ZFTurbo / Music-Source-Separation-Training

Repository for training models for music source separation.
364 stars 48 forks source link

Inquiry about Default Instrument Settings and Dual Loudness Augmentation in bs_roformer #39

Open EuiYeonKim opened 1 month ago

EuiYeonKim commented 1 month ago

Hello, I am currently analyzing your code in an attempt to reproduce the paper performance of bs_roformer. While examining the code, I have come across a few points that I am curious about and would like to inquire further.

Upon reviewing the settings related to bs_roformer, I noticed that the configuration predominantly uses only vocals and other in the instruments setup. Generally, MSS datasets like MUSDB18 are composed of a 4-stem setup: [vocals, drums, bass, other], and the mixture is a combination of these four stems. However, your default setting is [vocals, other], and using this setting results in a mixture composed only of vocals + other. I am curious whether this configuration is an error or if there was a specific task intended for this particular setup.

Additionally, while examining the code, I noticed that loudness augmentation is applied once during the load_random_mix function when performing mixup, and again in getitem. I would like to clarify whether applying loudness augmentation twice is by design, a misunderstanding on my part, or a coding error.

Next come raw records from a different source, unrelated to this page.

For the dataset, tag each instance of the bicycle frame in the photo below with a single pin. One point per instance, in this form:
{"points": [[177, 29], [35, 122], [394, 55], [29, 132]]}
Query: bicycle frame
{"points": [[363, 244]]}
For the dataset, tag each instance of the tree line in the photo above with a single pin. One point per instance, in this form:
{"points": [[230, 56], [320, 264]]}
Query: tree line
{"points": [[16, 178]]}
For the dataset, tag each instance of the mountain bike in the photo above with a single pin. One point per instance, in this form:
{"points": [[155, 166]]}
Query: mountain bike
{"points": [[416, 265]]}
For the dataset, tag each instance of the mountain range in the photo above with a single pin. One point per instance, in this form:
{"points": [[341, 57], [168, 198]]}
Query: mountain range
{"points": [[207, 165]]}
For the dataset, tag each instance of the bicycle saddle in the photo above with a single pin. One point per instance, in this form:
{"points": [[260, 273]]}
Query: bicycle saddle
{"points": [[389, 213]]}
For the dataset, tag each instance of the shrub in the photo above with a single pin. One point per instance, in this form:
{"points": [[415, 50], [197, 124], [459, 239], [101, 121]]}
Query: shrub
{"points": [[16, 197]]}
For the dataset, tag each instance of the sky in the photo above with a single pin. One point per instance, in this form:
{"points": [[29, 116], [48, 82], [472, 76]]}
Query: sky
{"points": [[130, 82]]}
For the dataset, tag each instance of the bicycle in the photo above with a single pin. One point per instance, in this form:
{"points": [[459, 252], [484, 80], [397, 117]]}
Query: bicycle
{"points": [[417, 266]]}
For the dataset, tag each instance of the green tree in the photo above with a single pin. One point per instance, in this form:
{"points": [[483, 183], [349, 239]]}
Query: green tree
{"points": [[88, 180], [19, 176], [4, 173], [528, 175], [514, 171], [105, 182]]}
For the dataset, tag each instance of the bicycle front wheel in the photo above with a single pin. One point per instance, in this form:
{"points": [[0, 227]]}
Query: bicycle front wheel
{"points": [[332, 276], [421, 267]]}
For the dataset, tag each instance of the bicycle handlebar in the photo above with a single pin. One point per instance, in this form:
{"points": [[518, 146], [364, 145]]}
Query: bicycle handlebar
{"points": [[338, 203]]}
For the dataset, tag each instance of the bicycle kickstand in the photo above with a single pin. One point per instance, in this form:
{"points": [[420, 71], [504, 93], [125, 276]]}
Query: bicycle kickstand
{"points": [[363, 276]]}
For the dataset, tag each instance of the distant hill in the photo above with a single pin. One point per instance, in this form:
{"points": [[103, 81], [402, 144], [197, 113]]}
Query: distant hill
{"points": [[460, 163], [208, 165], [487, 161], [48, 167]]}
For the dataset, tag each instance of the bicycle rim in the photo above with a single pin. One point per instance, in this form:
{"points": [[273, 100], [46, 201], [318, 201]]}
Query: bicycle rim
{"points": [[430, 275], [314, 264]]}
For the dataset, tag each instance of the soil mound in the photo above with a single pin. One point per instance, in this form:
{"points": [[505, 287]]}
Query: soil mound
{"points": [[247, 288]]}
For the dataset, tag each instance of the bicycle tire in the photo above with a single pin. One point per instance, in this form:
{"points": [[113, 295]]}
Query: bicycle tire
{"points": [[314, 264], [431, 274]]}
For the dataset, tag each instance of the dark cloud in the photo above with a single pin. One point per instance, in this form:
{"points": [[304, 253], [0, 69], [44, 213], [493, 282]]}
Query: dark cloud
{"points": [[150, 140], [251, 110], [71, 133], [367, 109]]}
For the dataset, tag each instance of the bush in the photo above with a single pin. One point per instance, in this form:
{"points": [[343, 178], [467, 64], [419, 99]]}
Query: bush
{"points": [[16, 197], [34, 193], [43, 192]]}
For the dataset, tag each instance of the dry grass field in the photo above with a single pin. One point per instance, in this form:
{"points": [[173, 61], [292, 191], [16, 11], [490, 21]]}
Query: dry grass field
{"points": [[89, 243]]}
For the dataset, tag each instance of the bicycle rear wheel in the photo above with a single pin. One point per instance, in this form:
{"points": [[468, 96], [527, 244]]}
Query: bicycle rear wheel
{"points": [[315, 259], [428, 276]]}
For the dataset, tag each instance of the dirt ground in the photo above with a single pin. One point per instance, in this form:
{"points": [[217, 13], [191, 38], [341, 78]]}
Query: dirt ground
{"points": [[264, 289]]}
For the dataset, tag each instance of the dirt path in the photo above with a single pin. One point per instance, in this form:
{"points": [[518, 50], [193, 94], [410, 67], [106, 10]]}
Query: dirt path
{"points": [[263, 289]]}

I would appreciate your response to these two questions.

Thank you.

EuiYeonKim commented 1 month ago

Additionally, I would like to reproduce the performance presented in the paper using only the MUSDB18-HQ dataset. Have you trained the model using only the MUSDB18-HQ dataset? Also, did the performance results align closely with those reported in the paper?

Thank you.

ZFTurbo commented 1 month ago

Hello. I didn't try to reproduce the paper results using only MUSDB18 dataset. I trained only vocals and bass models using big datasets. Also as I remember from paper authors trained independent model for each musdb stem.

You can use this config as starting point: https://github.com/ZFTurbo/Music-Source-Separation-Training/blob/main/configs/config_musdb18_bs_roformer.yaml

Also note that probably authors has more efficient implementation of model because they used larger batch sizes on the same GPUs.